Joshua in Nashville, Tennessee listens to the podcast and asked: “I’m the media guy for my church and we are doing live stream videos and I’m trying to find out what you think the best hardware is to do live streaming as well as would you prefer vMix over anything else, or what software would you recommend to get the best quality and bang for your buck?”
Joshua, as usual it’s all down to budget and needs.
vMix is good and the software starts at just $60 which is really hard to beat, if you’re able to add some decent hardware to make things easier on yourself you can have a cost efficient and effective set up based on it.
We used NewTek’s Tricaster products for years, they’re not particularly cheap, they start out at a few thousand and go up to a few 10s of thousands, We’ve seen press releases for some of their recent products that they refer to as “affordable”. To give you an idea, these “affordable” systems START at $15,000. But if you can afford any of the models, they are capable, will let you live stream, easily connect external audio and video, use virtual sets if you ever want to, edit on the device, use transitions, and more.
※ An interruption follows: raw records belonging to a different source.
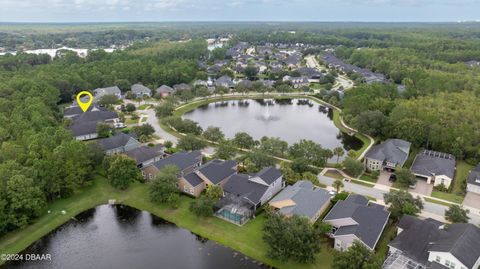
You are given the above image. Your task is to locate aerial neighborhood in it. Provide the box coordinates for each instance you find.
[3,23,480,269]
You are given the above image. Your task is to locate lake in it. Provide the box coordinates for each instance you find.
[5,205,264,269]
[183,98,362,159]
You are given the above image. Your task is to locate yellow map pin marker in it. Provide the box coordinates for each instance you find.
[76,91,93,113]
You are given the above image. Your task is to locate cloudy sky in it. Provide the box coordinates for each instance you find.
[0,0,479,22]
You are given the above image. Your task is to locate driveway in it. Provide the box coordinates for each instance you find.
[463,192,480,210]
[377,171,393,187]
[410,180,433,196]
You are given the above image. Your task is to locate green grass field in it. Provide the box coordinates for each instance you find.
[0,176,334,269]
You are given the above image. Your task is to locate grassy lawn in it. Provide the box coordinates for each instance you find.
[453,161,474,195]
[125,117,138,125]
[351,179,375,188]
[424,197,452,207]
[0,177,334,269]
[330,110,371,158]
[138,104,151,110]
[359,172,379,183]
[431,191,464,204]
[324,170,344,180]
[374,221,397,264]
[404,147,419,169]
We did have a bit of trouble with our last one locking up on us – a lot, but we a carried it all around the world and it was probably a little bit more bruised than a static church-only Tricaster would be.
You probably won’t have too many other options that you could consider “best quality and bang for your buck”, though. There’s a very quick shift from those systems to full professional ones that cost more money that anyone who isn’t using them to make a living will likely want to pay, so your options may be between those and building a powerful computer custom made for the job, and even then you’ll probably end up paying for vMix as your software of choice.
Eddie in Akron, Ohio listens to the podcast and asked: “I am looking for a program that will recognize tracks on a CD. I want to check out audiobooks on CD from the library, which I have. I put them into iTunes on the computer and iTunes does not recognize the proper tracks. I was wondering if there was a program that would help me with this.”
Eddie, that’s tough one. Normally if any program can read a CD it should be able to navigate through the tracks.
It sounds like the real problem is that iTunes may be set to join the tracks once it realizes it’s an audiobook. That’s the preferred option of many people who don’t want to deal with maybe 50 or even more files each making up a chapter.
To see if that’s the case, you can select all of the tracks, click on the options menu and see if “Join CD tracks” is selected.
If that doesn’t work, just about any other software will do. Anything from old Window Media Player to FreeRip will probably be able to handle this job with no issues. You just want a ripper that will consider your book to be an audio CD and then it will split it into tracks.